If it were not for the single currency, the deutschmark would have been soaring over the past two years, and German exporters would have struggled to compete, like their Swiss neighbours today.
In the past few months, German exporters have still managed to sell their goods in Asia and the US, but they are being hit by falling demand in countries like Spain.
These latest figures from Eurostat show that other previously strong economies like Belgium and Finland have also been pulled down by the troubles of the periphery, and the shadow that the crisis has cast over nearly all of Europe's banks. (Incidentally, Chinese exporters to Europe are suffering as well.)

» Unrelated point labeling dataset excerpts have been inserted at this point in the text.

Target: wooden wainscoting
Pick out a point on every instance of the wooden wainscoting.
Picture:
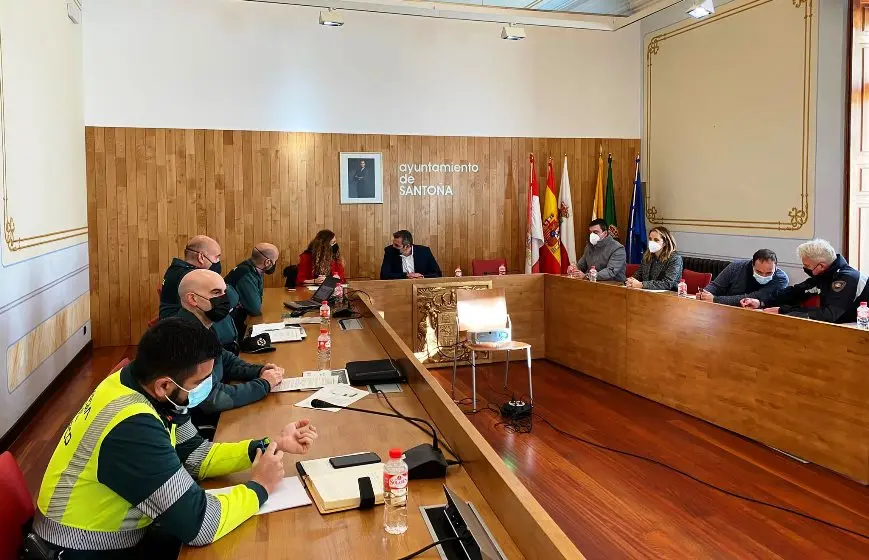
(150, 190)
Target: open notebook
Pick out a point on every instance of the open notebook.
(340, 489)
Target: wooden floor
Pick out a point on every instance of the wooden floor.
(610, 505)
(614, 506)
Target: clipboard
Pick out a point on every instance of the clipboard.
(333, 490)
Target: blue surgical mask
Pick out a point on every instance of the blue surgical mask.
(196, 395)
(763, 280)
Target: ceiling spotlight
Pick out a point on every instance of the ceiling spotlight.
(512, 33)
(701, 8)
(331, 18)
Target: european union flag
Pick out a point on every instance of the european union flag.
(636, 242)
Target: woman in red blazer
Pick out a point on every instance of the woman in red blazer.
(321, 258)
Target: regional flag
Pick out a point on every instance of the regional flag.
(550, 253)
(533, 227)
(635, 244)
(597, 208)
(610, 211)
(565, 216)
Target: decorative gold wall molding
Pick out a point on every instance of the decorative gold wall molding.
(797, 213)
(28, 353)
(434, 318)
(12, 242)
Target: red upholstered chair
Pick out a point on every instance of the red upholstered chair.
(481, 267)
(17, 507)
(696, 280)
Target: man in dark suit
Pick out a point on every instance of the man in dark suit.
(362, 181)
(403, 259)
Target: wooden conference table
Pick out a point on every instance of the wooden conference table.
(519, 524)
(797, 385)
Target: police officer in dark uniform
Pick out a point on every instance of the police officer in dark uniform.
(247, 279)
(830, 277)
(200, 252)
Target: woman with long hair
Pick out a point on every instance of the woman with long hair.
(661, 268)
(322, 258)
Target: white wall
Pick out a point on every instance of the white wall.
(224, 64)
(44, 140)
(828, 206)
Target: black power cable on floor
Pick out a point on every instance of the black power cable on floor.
(432, 545)
(526, 426)
(701, 481)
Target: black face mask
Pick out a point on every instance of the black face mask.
(220, 308)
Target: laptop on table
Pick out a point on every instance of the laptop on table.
(323, 293)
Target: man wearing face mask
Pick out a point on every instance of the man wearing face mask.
(758, 278)
(200, 252)
(830, 277)
(204, 301)
(604, 253)
(247, 280)
(130, 461)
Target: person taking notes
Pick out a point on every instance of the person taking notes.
(403, 259)
(758, 278)
(131, 460)
(322, 258)
(830, 276)
(604, 253)
(661, 268)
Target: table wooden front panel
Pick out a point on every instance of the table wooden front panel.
(797, 385)
(303, 532)
(524, 304)
(586, 327)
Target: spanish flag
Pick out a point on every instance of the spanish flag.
(597, 208)
(550, 253)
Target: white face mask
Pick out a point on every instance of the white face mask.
(655, 246)
(763, 280)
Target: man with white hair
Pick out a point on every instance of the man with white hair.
(830, 277)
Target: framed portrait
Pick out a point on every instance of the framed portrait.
(361, 178)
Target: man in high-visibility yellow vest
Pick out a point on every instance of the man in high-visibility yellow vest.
(124, 475)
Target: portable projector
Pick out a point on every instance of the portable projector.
(494, 337)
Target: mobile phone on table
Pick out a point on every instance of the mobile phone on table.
(355, 460)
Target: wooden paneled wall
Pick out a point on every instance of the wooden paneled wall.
(150, 190)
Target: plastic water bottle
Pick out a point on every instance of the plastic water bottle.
(324, 350)
(395, 494)
(863, 316)
(339, 289)
(325, 315)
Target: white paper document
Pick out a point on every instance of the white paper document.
(302, 320)
(257, 330)
(341, 395)
(306, 383)
(290, 493)
(341, 374)
(291, 334)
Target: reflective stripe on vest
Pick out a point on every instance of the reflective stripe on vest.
(75, 509)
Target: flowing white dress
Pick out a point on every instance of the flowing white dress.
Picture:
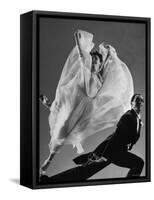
(83, 105)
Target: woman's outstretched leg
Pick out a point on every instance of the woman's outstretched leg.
(47, 162)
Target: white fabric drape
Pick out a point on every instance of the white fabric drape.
(83, 106)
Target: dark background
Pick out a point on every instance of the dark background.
(56, 42)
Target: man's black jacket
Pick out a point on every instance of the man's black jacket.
(125, 134)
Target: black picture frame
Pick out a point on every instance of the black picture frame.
(29, 95)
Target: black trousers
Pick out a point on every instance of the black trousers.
(128, 160)
(122, 158)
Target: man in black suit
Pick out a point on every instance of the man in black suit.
(115, 149)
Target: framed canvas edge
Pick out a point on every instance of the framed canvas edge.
(35, 107)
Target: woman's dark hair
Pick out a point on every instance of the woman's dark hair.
(96, 53)
(136, 96)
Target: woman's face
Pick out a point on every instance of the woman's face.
(96, 63)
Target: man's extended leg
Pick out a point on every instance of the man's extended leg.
(129, 160)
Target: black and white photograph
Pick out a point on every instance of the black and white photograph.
(90, 99)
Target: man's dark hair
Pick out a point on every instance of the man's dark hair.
(134, 96)
(96, 53)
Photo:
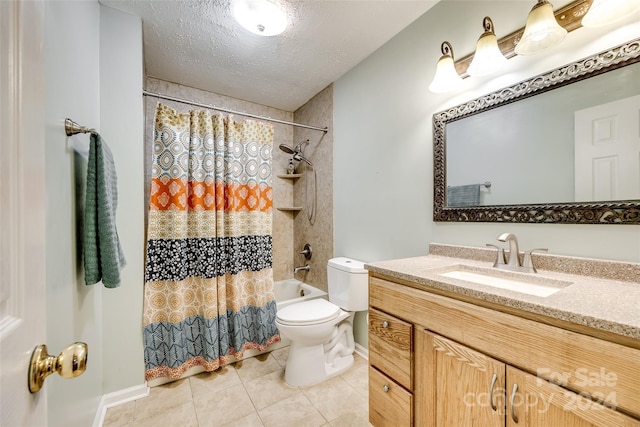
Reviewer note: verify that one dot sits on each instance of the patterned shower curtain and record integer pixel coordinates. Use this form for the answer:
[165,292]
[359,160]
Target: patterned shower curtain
[208,279]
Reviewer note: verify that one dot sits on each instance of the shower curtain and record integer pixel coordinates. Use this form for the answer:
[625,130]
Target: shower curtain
[208,291]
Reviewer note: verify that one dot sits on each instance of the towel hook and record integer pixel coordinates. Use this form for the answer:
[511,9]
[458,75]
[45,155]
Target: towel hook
[72,128]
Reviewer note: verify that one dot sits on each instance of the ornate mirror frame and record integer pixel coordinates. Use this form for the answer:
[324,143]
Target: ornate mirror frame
[624,212]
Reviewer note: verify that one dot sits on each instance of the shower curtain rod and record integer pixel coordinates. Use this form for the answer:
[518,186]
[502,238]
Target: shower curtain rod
[226,110]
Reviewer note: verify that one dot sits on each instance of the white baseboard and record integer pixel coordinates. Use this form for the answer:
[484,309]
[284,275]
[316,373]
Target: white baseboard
[362,351]
[118,398]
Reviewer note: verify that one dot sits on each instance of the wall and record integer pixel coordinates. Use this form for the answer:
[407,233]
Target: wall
[87,49]
[383,139]
[283,134]
[121,124]
[74,311]
[318,111]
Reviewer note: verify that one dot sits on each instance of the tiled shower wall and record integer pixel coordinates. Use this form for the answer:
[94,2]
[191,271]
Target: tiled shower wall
[318,112]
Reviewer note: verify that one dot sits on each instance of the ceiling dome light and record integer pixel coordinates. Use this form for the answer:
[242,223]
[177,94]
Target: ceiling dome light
[605,12]
[488,57]
[446,77]
[542,30]
[261,17]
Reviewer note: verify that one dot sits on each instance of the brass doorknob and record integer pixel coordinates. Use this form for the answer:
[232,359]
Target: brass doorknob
[70,363]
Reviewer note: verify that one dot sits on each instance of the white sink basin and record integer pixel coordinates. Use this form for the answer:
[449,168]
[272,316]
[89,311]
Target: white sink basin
[531,285]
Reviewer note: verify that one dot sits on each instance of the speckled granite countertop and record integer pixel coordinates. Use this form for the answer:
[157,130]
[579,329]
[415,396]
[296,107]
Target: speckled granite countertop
[610,302]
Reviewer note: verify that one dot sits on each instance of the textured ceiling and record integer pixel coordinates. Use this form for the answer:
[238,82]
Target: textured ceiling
[197,43]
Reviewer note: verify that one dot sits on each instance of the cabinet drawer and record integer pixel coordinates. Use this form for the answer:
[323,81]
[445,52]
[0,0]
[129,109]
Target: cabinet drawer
[389,404]
[391,346]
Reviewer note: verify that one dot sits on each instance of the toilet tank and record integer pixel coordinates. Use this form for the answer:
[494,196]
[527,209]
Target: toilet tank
[348,284]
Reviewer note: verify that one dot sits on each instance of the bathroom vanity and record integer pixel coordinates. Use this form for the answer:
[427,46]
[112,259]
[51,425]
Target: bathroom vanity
[449,350]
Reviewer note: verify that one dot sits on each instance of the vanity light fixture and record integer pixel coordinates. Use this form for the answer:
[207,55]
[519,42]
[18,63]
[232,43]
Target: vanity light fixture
[605,12]
[542,31]
[261,17]
[446,77]
[491,54]
[488,58]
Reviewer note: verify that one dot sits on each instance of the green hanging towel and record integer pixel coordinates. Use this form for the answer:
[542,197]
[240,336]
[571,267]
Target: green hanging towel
[103,256]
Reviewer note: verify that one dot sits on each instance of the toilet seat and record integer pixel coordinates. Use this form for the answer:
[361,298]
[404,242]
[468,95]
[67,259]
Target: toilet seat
[309,312]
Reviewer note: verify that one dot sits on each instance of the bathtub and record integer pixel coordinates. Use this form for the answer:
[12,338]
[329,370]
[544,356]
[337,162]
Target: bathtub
[291,291]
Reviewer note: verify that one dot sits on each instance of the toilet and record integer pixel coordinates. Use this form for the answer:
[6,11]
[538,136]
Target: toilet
[321,331]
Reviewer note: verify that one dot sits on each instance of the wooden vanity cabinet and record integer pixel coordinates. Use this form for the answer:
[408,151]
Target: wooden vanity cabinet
[466,361]
[390,370]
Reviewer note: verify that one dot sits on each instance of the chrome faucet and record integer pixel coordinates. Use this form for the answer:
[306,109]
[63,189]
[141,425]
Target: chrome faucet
[302,267]
[514,260]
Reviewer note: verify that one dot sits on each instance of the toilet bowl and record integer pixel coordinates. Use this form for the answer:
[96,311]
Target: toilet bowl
[320,331]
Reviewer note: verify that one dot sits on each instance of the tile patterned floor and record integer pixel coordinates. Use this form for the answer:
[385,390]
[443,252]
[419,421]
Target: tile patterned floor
[251,393]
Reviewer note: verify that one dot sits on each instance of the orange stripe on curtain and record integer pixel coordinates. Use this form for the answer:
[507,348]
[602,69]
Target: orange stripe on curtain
[175,194]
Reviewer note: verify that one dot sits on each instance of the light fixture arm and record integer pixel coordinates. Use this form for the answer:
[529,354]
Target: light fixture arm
[569,17]
[446,49]
[487,23]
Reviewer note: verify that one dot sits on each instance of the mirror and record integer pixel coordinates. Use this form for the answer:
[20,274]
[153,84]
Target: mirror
[518,154]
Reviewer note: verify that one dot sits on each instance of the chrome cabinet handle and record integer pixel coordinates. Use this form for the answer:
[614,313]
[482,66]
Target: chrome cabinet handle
[491,387]
[512,402]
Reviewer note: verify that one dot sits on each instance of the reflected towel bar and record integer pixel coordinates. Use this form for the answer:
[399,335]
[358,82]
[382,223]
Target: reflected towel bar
[484,184]
[72,128]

So, you might say, Germany is finally getting a taste of what the periphery has been going through for the past year or so.
But of course, many Germans would say they had already done so. They just "got their pain in early", in the years after the euro was created.
The most interesting feature of today's numbers - highlighted by economists at Jefferies - is that, for the first time, they put Germany's cumulative GDP growth since the start of the single currency ahead of the rest of the eurozone.
We can now say it has grown a whole 0.1% more than the other members of the single currency since 1999. Wow.
So, it's finally official. After 13 years with the single currency, Germany has been one of the winners.
"Tell us something we don't know," many on the periphery would respond.
But they, and we, will all lose if the uncertainty hanging over the euro's future continues to pull down the European economy.